Ces deux événements sont à l’origine du projet que nous vous soumettons aujourd’hui.
L’art de la marionnette, de plain-pied dans la modernité
La marionnette est en pleine métamorphose. Elle a réussi l’impossible ; survivre dans un monde en perpétuels changements. Mieux, elle renaît et s’impose comme un véritable outil théâtral, reconnu par les plus grands créateurs.
Elle est présente sur presque toutes les scènes, portée par des réseaux internationaux et des festivals importants. En France, elle est clairement ciblée comme un secteur porteur à soutenir. En témoigne la mise en oeuvre, par la Ministre de la Culture Audrey Azoulay, d’un plan national pour les arts de la marionnette. En instaurant un label national, ce plan propose d’apporter un soutien accru aux compagnies et aux équipes artistiques conventionnées, aux structures dédiées à la marionnette, à l’École Nationale Supérieure des Arts de la Marionnette et au Festival Mondial des Théâtres de Marionnettes.
L’art de la marionnette s’est émancipé de son ancien carcan. Il s’intègre à des projets artistiques multiples et contrastés. Il favorise l’hybridation des formes qui caractérise la création contemporaine. Il est au carrefour de multiples disciplines artistiques. Théâtre, danse, performance, arts plastiques, musique, cinéma d’animation, ... Au carrefour aussi d’une tradition ancestrale et de toutes les expérimentations possibles. Il a intégré les évolutions technologiques. Il s’inscrit de plain-pied dans la modernité.


[1La Compagnie Mossoux-bonté est née de la rencontre en 1985 de Nicole Mossoux et Patrick Bonté. Ensemble ils créent des spectacles qui interrogent le rapport acteurs/danseurs et les oeuvres développées alternent les visions créatrices sous l’angle féminin ou masculin.

[2José Besprovany chorégraphe et metteur en scène, fonde sa propre compagnie en 1986.
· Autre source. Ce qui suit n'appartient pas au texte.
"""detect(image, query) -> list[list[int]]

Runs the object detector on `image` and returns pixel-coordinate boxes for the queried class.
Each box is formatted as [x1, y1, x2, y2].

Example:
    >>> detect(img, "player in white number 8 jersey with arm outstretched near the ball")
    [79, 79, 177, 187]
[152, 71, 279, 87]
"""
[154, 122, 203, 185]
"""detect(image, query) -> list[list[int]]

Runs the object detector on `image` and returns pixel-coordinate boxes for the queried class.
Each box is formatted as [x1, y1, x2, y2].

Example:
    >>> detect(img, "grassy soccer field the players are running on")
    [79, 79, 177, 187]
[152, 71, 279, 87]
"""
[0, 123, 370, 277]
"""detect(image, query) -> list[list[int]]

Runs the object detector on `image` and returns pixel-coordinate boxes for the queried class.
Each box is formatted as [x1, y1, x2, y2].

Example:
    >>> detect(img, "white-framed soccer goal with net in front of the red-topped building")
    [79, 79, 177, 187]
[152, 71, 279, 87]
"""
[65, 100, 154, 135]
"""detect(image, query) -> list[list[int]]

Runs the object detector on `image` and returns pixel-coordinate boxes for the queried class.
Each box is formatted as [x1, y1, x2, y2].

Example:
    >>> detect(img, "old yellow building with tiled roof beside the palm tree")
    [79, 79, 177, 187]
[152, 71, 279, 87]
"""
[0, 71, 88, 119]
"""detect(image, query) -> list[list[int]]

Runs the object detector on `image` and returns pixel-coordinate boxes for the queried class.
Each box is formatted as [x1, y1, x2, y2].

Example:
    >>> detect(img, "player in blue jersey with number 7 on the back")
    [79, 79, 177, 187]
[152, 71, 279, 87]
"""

[3La Cie Point Zéro se fait remarquer en 1993 par le spectacle Yvonne, princesse de Bourgogne, de W. Gombrowicz.

[4Ecrivain, cinéaste, scénariste de bandes dessinées, maître des tarots, Alejandro Jodorowsky a aussi été marionnettiste ambulant.

[5Neville Tranter marionnettiste australien installé aux Pays-Bas.
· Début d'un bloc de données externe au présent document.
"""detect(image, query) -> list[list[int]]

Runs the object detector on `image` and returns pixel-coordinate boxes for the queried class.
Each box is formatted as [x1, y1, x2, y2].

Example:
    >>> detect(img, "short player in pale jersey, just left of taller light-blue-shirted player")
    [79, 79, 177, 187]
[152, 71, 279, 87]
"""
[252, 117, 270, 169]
[6Lorsque cinq ans se sont passés, pièce très peu connue de Federico Garcia Lorca (né à Grenade en juin 1898, fusillé par la garde civile en août 1936) pièce que Lorca voulait Mystère puisque autobiographique.

[7Bernard Clair est marionnettiste. Il est lauréat de la première promotion de la presitigieuse Ecole Supérieure Nationale des Arts de la Marionnette de Charleville-Mézière.